Enable gzip for Jekyll blogs on Amazon S3

A little over a year ago I moved away from Wordpress and started using Jekyll for this blog. I also started using Amazon S3 as a cheap but very reliable hosting provider.

The past weeks I've looked into ways to speed up my blog even further without using a CDN. One technique that is used very frequently is enabling gzip compression. In this post I'll walk you through the steps I took to serve gzipped content from Amazon S3.

Why gzip?

Let's start with the why: "Why would you want to serve a gzipped copy of your website to users?"

Gzipping your content means smaller content. Smaller content = faster downloads = less loading time and a happy user!
Smaller content also means reduced outgoing bandwidth, so you'll end up saving money on your S3 bill.

Gzip is very effective in compressing HTML and CSS files since most text is repeated multiple times. Codes like <div> and <p> are used very frequently throughout HTML pages and a lot of whitespace can be compressed as well.

The first question I asked myself was: "How much smaller is gzip going to make my webpages?". I took an uncompressed version of my Hackintosh blog post and compared it to the compressed version. The uncompressed page was 10217 bytes long while the compressed version was just 4538 bytes long. That's a 44% reduction for a pretty small page!

One way road

Serving gzipped content from S3 is a one way road. It's all or nothing. Once enabled, all your visitors have to support gzip compression.

Regular web servers can be configured to only serve gzipped content to clients who support it. On S3 you don't have this option.

Luckily though, gzip support is included in all recent browsers. Dropping support for very old browsers (or bad proxies) isn't a big deal for me. All of my visitors are running pretty recent versions of browsers anyway and web crawlers like Googlebot can also handle gzip.

Deploying

When you want to deploy a gzipped website to S3 you have to compress every file before uploading it! I use a bash script to deploy my website to S3, so it would be nice to make everything automated.

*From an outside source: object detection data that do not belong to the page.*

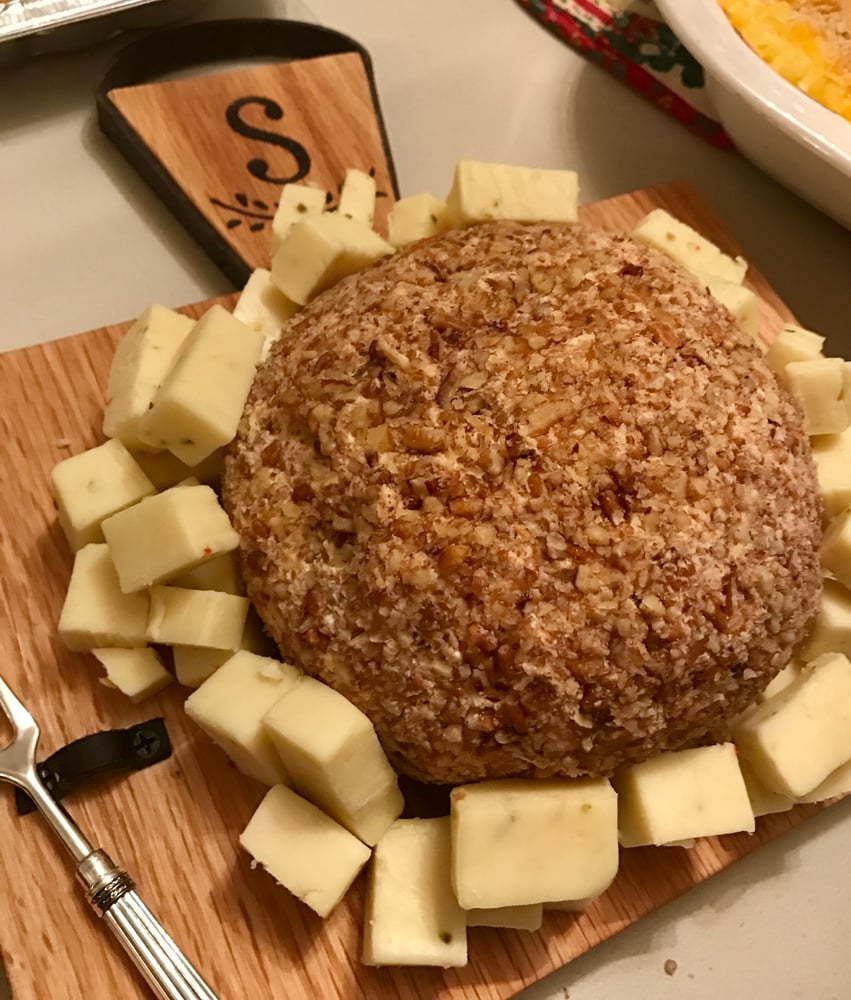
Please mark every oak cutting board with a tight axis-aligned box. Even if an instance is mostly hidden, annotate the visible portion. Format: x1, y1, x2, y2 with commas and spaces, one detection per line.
0, 185, 832, 1000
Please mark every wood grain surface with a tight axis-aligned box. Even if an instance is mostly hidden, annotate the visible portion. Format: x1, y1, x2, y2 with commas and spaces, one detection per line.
0, 185, 832, 1000
109, 52, 393, 278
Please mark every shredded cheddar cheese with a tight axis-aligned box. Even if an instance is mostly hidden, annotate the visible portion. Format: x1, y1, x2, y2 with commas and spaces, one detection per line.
719, 0, 851, 121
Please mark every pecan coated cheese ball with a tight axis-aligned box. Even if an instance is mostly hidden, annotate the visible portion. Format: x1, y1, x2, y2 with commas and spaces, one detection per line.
224, 222, 820, 783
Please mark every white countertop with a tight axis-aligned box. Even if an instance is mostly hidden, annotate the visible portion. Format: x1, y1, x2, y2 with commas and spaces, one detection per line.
0, 0, 851, 1000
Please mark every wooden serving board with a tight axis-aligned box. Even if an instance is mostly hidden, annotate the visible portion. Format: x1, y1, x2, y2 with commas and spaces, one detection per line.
0, 185, 832, 1000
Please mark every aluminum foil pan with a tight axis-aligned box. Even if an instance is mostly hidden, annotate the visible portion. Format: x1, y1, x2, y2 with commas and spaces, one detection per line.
0, 0, 198, 65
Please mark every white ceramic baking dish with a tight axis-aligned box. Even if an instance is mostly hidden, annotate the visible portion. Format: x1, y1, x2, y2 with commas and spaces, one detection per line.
656, 0, 851, 229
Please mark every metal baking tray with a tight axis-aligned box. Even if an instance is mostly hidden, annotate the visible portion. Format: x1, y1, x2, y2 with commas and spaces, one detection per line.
0, 0, 198, 65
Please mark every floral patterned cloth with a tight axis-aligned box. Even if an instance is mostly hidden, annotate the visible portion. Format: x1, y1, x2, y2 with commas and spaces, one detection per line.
518, 0, 732, 149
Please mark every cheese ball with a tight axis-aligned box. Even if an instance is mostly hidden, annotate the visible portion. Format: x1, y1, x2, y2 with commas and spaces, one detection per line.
223, 222, 821, 783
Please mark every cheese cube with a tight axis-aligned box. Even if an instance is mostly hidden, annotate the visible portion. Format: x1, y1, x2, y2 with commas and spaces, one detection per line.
92, 646, 172, 704
361, 816, 467, 968
169, 552, 245, 596
798, 580, 851, 663
810, 428, 851, 519
783, 358, 849, 435
446, 160, 579, 229
387, 192, 449, 247
171, 646, 233, 688
272, 184, 328, 257
139, 305, 263, 465
103, 305, 195, 449
698, 274, 759, 342
615, 743, 754, 847
147, 587, 249, 650
739, 758, 795, 817
819, 506, 851, 587
263, 677, 405, 844
185, 650, 301, 785
798, 760, 851, 802
466, 903, 544, 931
450, 779, 618, 909
272, 212, 393, 305
239, 785, 370, 917
733, 653, 851, 798
50, 441, 156, 552
59, 545, 148, 652
233, 267, 298, 360
765, 323, 824, 375
133, 448, 222, 490
337, 168, 375, 226
103, 486, 239, 594
632, 208, 748, 285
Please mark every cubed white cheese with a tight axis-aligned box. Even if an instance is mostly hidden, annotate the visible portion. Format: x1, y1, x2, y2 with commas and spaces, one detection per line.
272, 212, 393, 305
387, 192, 449, 247
185, 650, 301, 785
337, 167, 375, 226
263, 677, 405, 845
362, 816, 467, 968
103, 305, 195, 449
615, 743, 754, 847
233, 267, 298, 360
450, 779, 618, 909
50, 441, 156, 552
798, 580, 851, 663
798, 760, 851, 802
632, 208, 748, 285
810, 428, 851, 520
820, 506, 851, 587
765, 323, 824, 375
102, 486, 239, 594
272, 184, 328, 256
446, 160, 579, 229
733, 653, 851, 799
783, 358, 849, 435
698, 274, 759, 342
133, 448, 222, 490
239, 785, 370, 917
147, 586, 249, 650
139, 305, 263, 465
466, 903, 544, 931
92, 646, 172, 704
59, 544, 148, 652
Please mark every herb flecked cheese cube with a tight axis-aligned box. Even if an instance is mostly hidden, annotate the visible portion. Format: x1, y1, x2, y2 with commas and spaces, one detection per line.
387, 192, 449, 247
733, 653, 851, 799
92, 646, 173, 704
632, 208, 748, 285
799, 580, 851, 663
615, 743, 754, 847
103, 486, 239, 594
272, 184, 328, 256
361, 816, 467, 968
233, 267, 298, 360
337, 167, 375, 226
272, 212, 393, 305
103, 305, 195, 449
783, 358, 851, 435
446, 160, 579, 228
147, 586, 249, 650
450, 779, 618, 909
139, 305, 264, 465
185, 650, 301, 785
263, 677, 405, 845
50, 441, 156, 552
239, 785, 370, 917
59, 544, 148, 652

So let's modify my original script with these new requirements:

Gzip all HTML, CSS and Javascript resources before uploading them to S3.
Serve the compressed content to users (setting the correct headers).

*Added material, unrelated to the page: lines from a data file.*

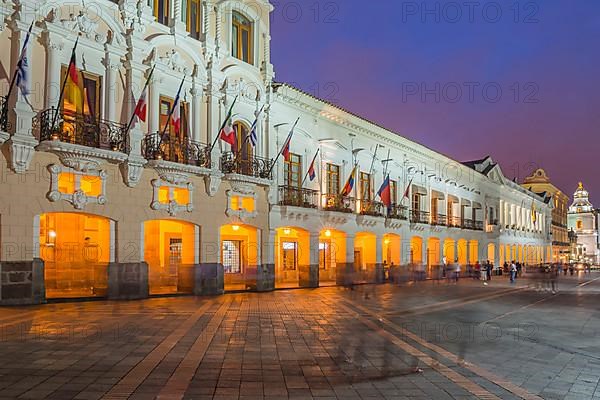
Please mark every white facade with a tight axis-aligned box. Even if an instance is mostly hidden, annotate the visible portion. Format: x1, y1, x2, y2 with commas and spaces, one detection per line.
567, 183, 600, 264
0, 0, 551, 304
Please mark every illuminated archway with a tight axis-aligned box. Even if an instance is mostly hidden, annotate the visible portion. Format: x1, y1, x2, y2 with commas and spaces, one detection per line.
144, 219, 199, 294
410, 236, 423, 264
427, 237, 442, 267
38, 213, 114, 299
456, 239, 469, 266
487, 243, 502, 267
319, 229, 346, 286
382, 233, 402, 267
442, 239, 456, 264
469, 240, 480, 265
354, 232, 377, 282
220, 224, 259, 290
275, 227, 311, 288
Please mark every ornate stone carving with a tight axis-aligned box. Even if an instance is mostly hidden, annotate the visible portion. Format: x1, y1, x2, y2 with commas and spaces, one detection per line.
46, 164, 107, 210
60, 10, 106, 43
158, 49, 189, 75
120, 157, 147, 187
150, 179, 194, 216
7, 135, 37, 174
204, 173, 222, 197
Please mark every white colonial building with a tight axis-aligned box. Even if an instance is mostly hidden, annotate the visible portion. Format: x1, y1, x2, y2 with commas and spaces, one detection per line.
567, 182, 600, 264
0, 0, 551, 303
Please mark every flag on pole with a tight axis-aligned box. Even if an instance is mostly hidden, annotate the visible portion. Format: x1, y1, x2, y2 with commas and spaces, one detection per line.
17, 22, 33, 97
377, 175, 392, 208
64, 48, 83, 114
219, 97, 237, 150
171, 93, 181, 135
341, 165, 358, 197
308, 155, 317, 182
281, 118, 300, 162
402, 178, 414, 199
133, 85, 148, 122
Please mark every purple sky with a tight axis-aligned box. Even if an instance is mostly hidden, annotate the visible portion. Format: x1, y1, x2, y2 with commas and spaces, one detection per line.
271, 0, 600, 203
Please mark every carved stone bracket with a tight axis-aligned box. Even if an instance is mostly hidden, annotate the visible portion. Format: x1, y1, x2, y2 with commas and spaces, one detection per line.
120, 156, 148, 187
150, 179, 194, 216
46, 164, 107, 210
356, 215, 381, 227
7, 135, 38, 174
204, 172, 223, 197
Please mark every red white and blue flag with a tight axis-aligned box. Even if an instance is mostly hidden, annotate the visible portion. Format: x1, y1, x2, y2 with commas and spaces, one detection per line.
377, 175, 392, 208
341, 165, 358, 197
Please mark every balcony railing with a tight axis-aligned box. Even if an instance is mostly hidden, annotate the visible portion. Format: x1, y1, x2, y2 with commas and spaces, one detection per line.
221, 152, 273, 179
323, 194, 356, 214
279, 186, 319, 208
142, 133, 211, 168
410, 210, 429, 224
431, 214, 448, 226
39, 108, 126, 152
0, 96, 8, 132
387, 204, 408, 221
360, 200, 385, 217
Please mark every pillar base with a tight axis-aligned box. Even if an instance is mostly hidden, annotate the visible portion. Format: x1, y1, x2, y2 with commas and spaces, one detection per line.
107, 262, 149, 300
0, 258, 46, 305
194, 263, 225, 296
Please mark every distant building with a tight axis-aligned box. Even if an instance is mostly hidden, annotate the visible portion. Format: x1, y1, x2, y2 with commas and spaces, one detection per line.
567, 182, 600, 263
523, 168, 571, 262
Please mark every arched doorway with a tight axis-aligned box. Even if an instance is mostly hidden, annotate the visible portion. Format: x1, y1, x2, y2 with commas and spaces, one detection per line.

Beside enabling gzip I also had a "nice to have" feature:

Support for my live and staging environments (www.savjee.be and staging.savjee.be).

Implementation

Here is the new script that I currently use to automatically deploy my website to S3:

##
# Configuration options
##
STAGING_BUCKET='s3://staging.savjee.be/'
LIVE_BUCKET='s3://www.savjee.be/'
SITE_DIR='_site/'

##
# Usage
##
usage() {
cat << _EOF_
Usage: ${0} [staging | live]
    
    staging		Deploy to the staging bucket
    live		Deploy to the live (www) bucket
_EOF_
}
 
##
# Color stuff
##
NORMAL=$(tput sgr0)
RED=$(tput setaf 1)
GREEN=$(tput setaf 2; tput bold)
YELLOW=$(tput setaf 3)

function red() {
    echo "$RED$*$NORMAL"
}

function green() {
    echo "$GREEN$*$NORMAL"
}

function yellow() {
    echo "$YELLOW$*$NORMAL"
}

##
# Actual script
##

# Expecting at least 1 parameter
if [[ "$#" -ne "1" ]]; then
    echo "Expected 1 argument, got $#" >&2
    usage
    exit 2
fi

if [[ "$1" = "live" ]]; then
	BUCKET=$LIVE_BUCKET
	green 'Deploying to live bucket'
else
	BUCKET=$STAGING_BUCKET
	green 'Deploying to staging bucket'
fi


red '--> Running Jekyll'
Jekyll build


red '--> Gzipping all html, css and js files'
find $SITE_DIR \( -iname '*.html' -o -iname '*.css' -o -iname '*.js' \) -exec gzip -9 -n {} \; -exec mv {}.gz {} \;


yellow '--> Uploading css files'
s3cmd sync --exclude '*.*' --include '*.css' --add-header='Content-Type: text/css' --add-header='Cache-Control: max-age=604800' --add-header='Content-Encoding: gzip' $SITE_DIR $BUCKET


yellow '--> Uploading js files'
s3cmd sync --exclude '*.*' --include '*.js' --add-header='Content-Type: application/javascript' --add-header='Cache-Control: max-age=604800' --add-header='Content-Encoding: gzip' $SITE_DIR $BUCKET

# Sync media files first (Cache: expire in 10weeks)
yellow '--> Uploading images (jpg, png, ico)'
s3cmd sync --exclude '*.*' --include '*.png' --include '*.jpg' --include '*.ico' --add-header='Expires: Sat, 20 Nov 2020 18:46:39 GMT' --add-header='Cache-Control: max-age=6048000' $SITE_DIR $BUCKET


# Sync html files (Cache: 2 hours)
yellow '--> Uploading html files'
s3cmd sync --exclude '*.*' --include '*.html' --add-header='Content-Type: text/html' --add-header='Cache-Control: max-age=7200, must-revalidate' --add-header='Content-Encoding: gzip' $SITE_DIR $BUCKET


# Sync everything else
yellow '--> Syncing everything else'
s3cmd sync --delete-removed $SITE_DIR $BUCKET

(The full script is available on GitHub)

With one command I can deploy my website to my staging environment (sh _deploy.sh staging) or to my production environment (sh _deploy.sh live). The script is pretty simple and I'm sure there's room for improvement.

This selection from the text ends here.